Kalakshetra colony is more tranquil and upmarket than Besant nagar. The latter has to bear the brunt of boisterous beach going crowds who throng restaurants and ice-cream parlours contributing to the chaos. But as road veers towards Aaru Padai Veedu temple there comes a small Municipal Park where streets are named after rivers such as the Ganga, Cauvery and Yamuna. There is a palpable tranquillity from a lot of trees cover and a quiet neighbourhood.
On rare occasions you could even spot peacocks strutting on the roads. At the end of Yamuna road there is a concert hall where eAmbalam runs training for classical music, dance and yoga. This is an initiative by famous Carnatic singer TV Ramprasadh and his wife Indira Kadambi, a name to reckon in the Bharatanatyam dance circuit.
Mr Ramprasadh is a man with a mission. He is a classical singer with a solid reputation among contemporaries. More than being a performing artiste, the singer loves teaching classical music to the younger generation.
He reminisces, “I graduated in Cost Accountancy and started my career as a merchant banker. Within three years I knew I had to choose between a corporate career and music. Nature made me a musician and I can never be happy doing anything else other than music” That was twenty years ago and since then music has been his chosen career.
Right from mid-1990s Ramprasadh and his wife would spend six months in a year in United States and Europe either performing at concerts or teaching students. The singer says, “The tradition of teaching Carnatic or Bharatanatayam is one-to-one. Our students wanted these tuitions to continue even in our absence. It was their enthusiasm and initiative that forced us to take a look at the Internet.”
In 1998 Ramprasadh and his wife Indira Kadambi set up Ambalam, a centre for teaching various forms of classical art. The duo teamed up with technical experts and drew a curriculum and methodology of teaching using scientific principles.
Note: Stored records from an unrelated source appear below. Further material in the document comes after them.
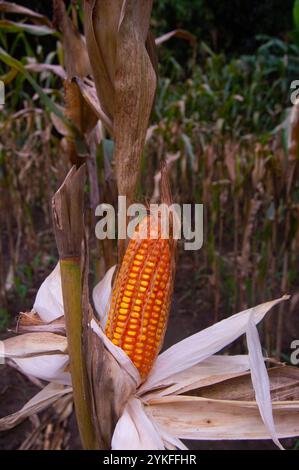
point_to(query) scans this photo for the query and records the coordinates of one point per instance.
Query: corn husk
(158, 413)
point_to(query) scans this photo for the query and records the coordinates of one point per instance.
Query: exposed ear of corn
(141, 296)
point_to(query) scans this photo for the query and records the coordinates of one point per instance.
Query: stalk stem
(71, 288)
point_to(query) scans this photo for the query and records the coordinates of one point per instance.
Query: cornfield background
(222, 122)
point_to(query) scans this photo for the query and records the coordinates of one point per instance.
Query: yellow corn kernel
(140, 300)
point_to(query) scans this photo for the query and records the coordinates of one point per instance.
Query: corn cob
(141, 298)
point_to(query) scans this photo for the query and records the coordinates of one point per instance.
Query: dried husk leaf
(135, 430)
(213, 370)
(34, 344)
(260, 379)
(284, 386)
(204, 344)
(201, 418)
(75, 53)
(46, 397)
(135, 88)
(101, 22)
(178, 33)
(77, 109)
(89, 94)
(48, 302)
(10, 7)
(123, 62)
(101, 296)
(49, 367)
(31, 322)
(56, 69)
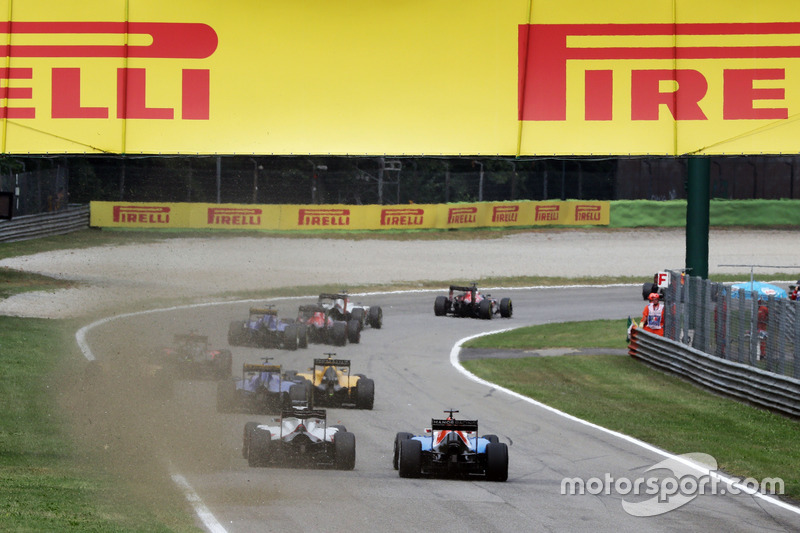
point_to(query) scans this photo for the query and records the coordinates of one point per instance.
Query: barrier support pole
(697, 216)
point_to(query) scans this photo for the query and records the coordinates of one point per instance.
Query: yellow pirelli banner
(450, 77)
(348, 217)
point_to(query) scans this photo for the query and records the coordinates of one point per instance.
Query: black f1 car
(453, 448)
(469, 302)
(300, 437)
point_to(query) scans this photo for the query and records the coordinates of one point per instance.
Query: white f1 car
(300, 437)
(340, 307)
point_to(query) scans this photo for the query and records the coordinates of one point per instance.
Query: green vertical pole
(697, 216)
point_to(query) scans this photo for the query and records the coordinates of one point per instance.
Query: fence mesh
(745, 327)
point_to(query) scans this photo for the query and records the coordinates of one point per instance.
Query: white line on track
(214, 526)
(731, 482)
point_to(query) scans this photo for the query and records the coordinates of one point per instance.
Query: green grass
(622, 394)
(591, 334)
(45, 483)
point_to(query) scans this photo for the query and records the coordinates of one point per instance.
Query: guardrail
(75, 217)
(753, 385)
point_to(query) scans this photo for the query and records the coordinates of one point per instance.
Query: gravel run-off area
(111, 278)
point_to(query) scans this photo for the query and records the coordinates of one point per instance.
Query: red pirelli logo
(234, 216)
(545, 50)
(545, 213)
(505, 213)
(462, 215)
(587, 213)
(323, 217)
(402, 216)
(138, 214)
(165, 40)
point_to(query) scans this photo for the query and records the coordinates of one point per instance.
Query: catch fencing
(735, 342)
(739, 326)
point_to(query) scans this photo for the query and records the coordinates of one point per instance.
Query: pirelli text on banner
(348, 217)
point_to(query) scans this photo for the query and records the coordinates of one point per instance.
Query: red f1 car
(469, 302)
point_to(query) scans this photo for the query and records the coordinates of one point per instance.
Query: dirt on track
(121, 423)
(115, 278)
Ramprasadh says, “Classical music training is usually intuitive and here we were drawing up a syllabus and structured curriculum from the basics. We consulted the educationists and sought their expertise. We found music, dance, yoga could be taught one-to-one using technologies like Skype without loss in quality and immediate revert and real time speed.”
eAmbalam’s e-learning portal offers basic and advanced diploma courses on Carnatic vocal and Bharatanatyam. They also found yoga to be useful to musicians and engaged experts for personalized teaching. eAmbalam has produced hundreds of instructional videos built on a customised platform.
Ramprasadh explains, “There are no cutting corners here. These audio-visual teaching modules serve as classroom textbooks.”
Mr. Ramprasadh says, “Teaching music is a passion for me. The journey started in the mid-1990s when I was commissioned to teach the essentials of Carnatic music to boys and girls at school. Their ignorance stunned me, their little knowledge about our culture and music worried me.”
But can classical music stem the tide of the last 20 years’ cultural degradation? He remains optimistic, “I can’t reverse consumerism. We see ourselves as custodians of the ancient culture. We just want to keep it alive to the next generation. Technology and Internet come handy here.”